In order to check for the complaints of nausea and headaches, Pincus designed a test in which a group of women were given placebos. From this trial Pincus concluded that such complaints had a psychosomatic origin (McLaughlin 1982:132). Other people involved in the trials attributed these reactions to the “emotional super-activity of Puerto Rican women” (Ramirez de Arellano and Seipp 1983:116). Pincus ascribed the side-effects “to the small amount of estrogen that occurred in progestin as a contaminant” and requested the Searle Company to synthesize a compound that would be free of estrogen. Subsequent trials with the pure compound, however, showed an increase in the incidence of break-through bleeding. Pincus and Rock ascribed this to the missing estrogen and therefore decided to include this hormone again in the contraceptive compound.
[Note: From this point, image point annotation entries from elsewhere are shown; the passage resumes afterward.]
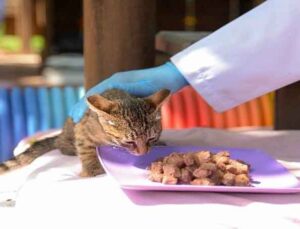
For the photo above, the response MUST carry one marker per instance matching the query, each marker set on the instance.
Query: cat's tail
(34, 151)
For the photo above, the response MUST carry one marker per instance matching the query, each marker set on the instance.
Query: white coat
(252, 55)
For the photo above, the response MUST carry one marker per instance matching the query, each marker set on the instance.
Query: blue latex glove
(140, 83)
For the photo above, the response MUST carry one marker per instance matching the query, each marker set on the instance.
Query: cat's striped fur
(114, 118)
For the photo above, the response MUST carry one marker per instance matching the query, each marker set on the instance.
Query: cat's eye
(132, 143)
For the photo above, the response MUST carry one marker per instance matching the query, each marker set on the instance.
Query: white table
(49, 193)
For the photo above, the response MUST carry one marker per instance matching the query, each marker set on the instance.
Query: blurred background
(41, 41)
(42, 61)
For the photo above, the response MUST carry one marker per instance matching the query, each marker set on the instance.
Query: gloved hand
(140, 83)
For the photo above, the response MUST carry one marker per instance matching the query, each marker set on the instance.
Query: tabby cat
(113, 118)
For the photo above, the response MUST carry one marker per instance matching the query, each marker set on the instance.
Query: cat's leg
(89, 160)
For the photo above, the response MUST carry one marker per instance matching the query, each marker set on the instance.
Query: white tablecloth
(49, 193)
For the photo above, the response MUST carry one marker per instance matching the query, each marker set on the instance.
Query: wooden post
(287, 107)
(24, 23)
(118, 36)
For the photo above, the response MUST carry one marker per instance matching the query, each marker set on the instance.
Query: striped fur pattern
(114, 118)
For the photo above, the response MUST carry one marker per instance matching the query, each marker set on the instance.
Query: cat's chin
(137, 154)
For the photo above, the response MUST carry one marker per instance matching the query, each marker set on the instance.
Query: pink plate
(130, 171)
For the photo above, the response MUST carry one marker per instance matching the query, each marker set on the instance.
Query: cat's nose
(141, 148)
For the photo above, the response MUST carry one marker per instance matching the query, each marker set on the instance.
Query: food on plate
(200, 168)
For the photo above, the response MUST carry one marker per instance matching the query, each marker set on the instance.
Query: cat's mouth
(137, 151)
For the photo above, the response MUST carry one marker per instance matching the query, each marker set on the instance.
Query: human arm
(140, 83)
(253, 55)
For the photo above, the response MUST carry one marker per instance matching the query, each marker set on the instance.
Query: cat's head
(133, 123)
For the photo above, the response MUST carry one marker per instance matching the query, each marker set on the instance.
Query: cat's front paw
(91, 172)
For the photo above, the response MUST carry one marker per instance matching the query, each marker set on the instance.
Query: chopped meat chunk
(200, 168)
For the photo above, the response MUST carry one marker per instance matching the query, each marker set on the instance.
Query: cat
(113, 118)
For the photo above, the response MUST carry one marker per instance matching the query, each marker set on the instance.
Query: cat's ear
(158, 98)
(99, 104)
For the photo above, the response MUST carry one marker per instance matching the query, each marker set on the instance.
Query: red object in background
(187, 109)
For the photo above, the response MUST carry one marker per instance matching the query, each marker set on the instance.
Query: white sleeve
(252, 55)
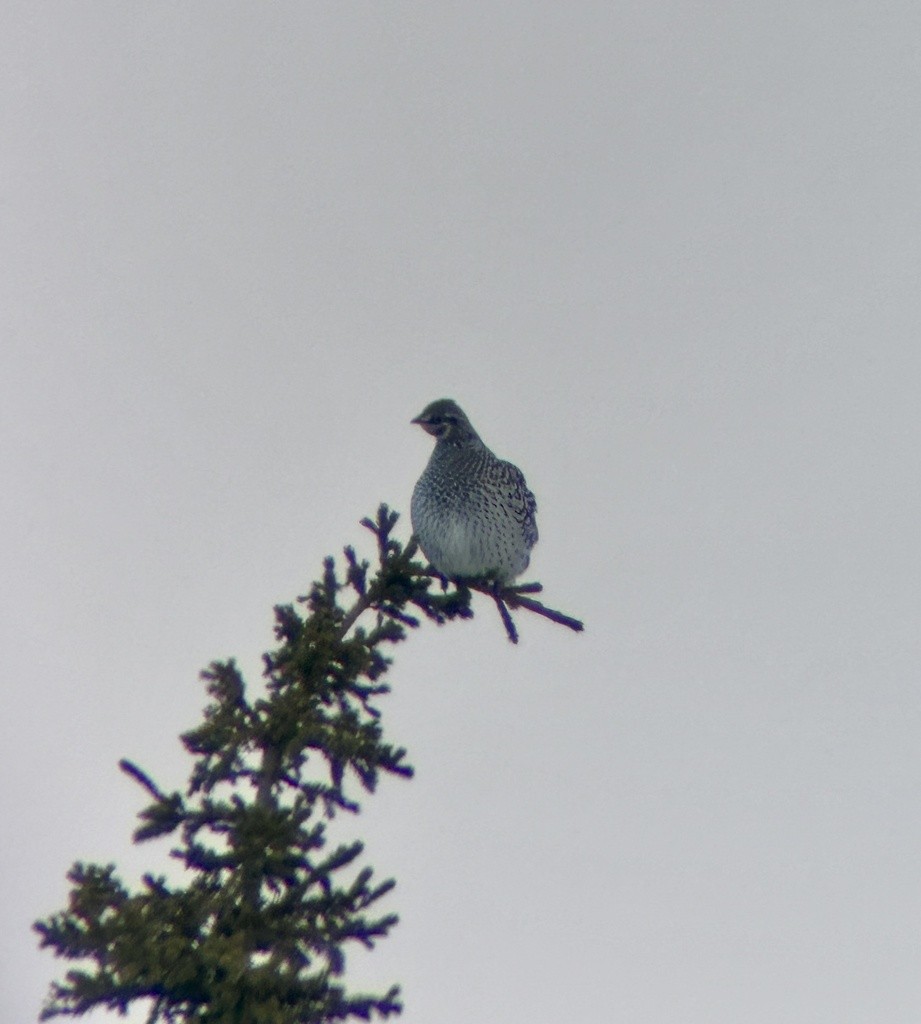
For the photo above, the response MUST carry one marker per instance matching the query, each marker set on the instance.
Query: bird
(472, 513)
This combined estrogen — progesterone preparation was given the trade name Enovid (Ramirez de Arellano and Seipp 19 83:115).37 Other reasons for dropping out were “moved or too distant, sterilized, separated from husband, disapproval of the husband, objections by the woman’s own doctor, protests of the woman’s priest” (Pincus 1958:1,344). The contraceptive pill had to compete with other contraceptive methods, in Puerto Rico particularly sterilization. Many women who dropped out of the clinical trials chose sterilization as “a more desirable solution to the problem of fertility control” (Ramirez de Arellano and Seipp 1983: 134). Keeping women in the trial turned out to be a hopeless task. In sum, after three years of trials all the original subjects had been replaced by other participants. Or, to quote Pincus: “We try to watch them as best as we can and we attempt to regain the withdrawals for our research. Actually, we reach approximately 20% ”.38

Pincus and Rock addressed the problem of drop-outs that could not be solved in the field in their reports. Here we see how scientific reports are not

simply a reflection of the proceedings of research, but are a far stronger tool than that: they are a representation that creates a new reality. Let us take a closer look at what happened in Pincus and Rock’s reports. In most of their publications the women participating in the trials have disappeared completely from the stage. They were replaced, quite simply, by the number of treated menstrual cycles. In the 1958 publication of the Rio Piedras trial, Pincus concluded: “In the 1279 cycles during which the regime of treatment was meticulously followed, there was not a single pregnancy” (Pincus 1958: 133). And the 1959 publication in Science, describing all four Caribbean field trials, reported:

We have recently collected and analyzed the data (to November 1958) from these four projects and present here the outstanding findings derived from these data; 830 subjects took the medication for a total of 8133 menstrual cycles, or 635 woman years.

(Pincus 1959:81)

A popular writer adopted this representation strategy as well. In The Hormone Quest the author concludes:

By 1960 1600 women at the Caribbean Field Trial Centers had used Enovid as a contraceptive for from a few months to nearly four years. Their experience, as a group, with the new steroid covered nearly 40, 000 menstrual cycles or—as medical statisticians prefer to put it—about 3000 woman-years of exposure to the possibility of pregnancy.

(Maisel 1965:134)

This representation strategy had important consequences. The very act of representing women as menstrual cycles resulted in a major increase of scale: the grand totals of the trials now included much more impressive numbers than a focus on the individual subject might have achieved. The trials were thus presented as having met their purpose: the testing of the progestins on large numbers of women over longer periods, as a prerequisite for its approval as a safe and reliable contraceptive.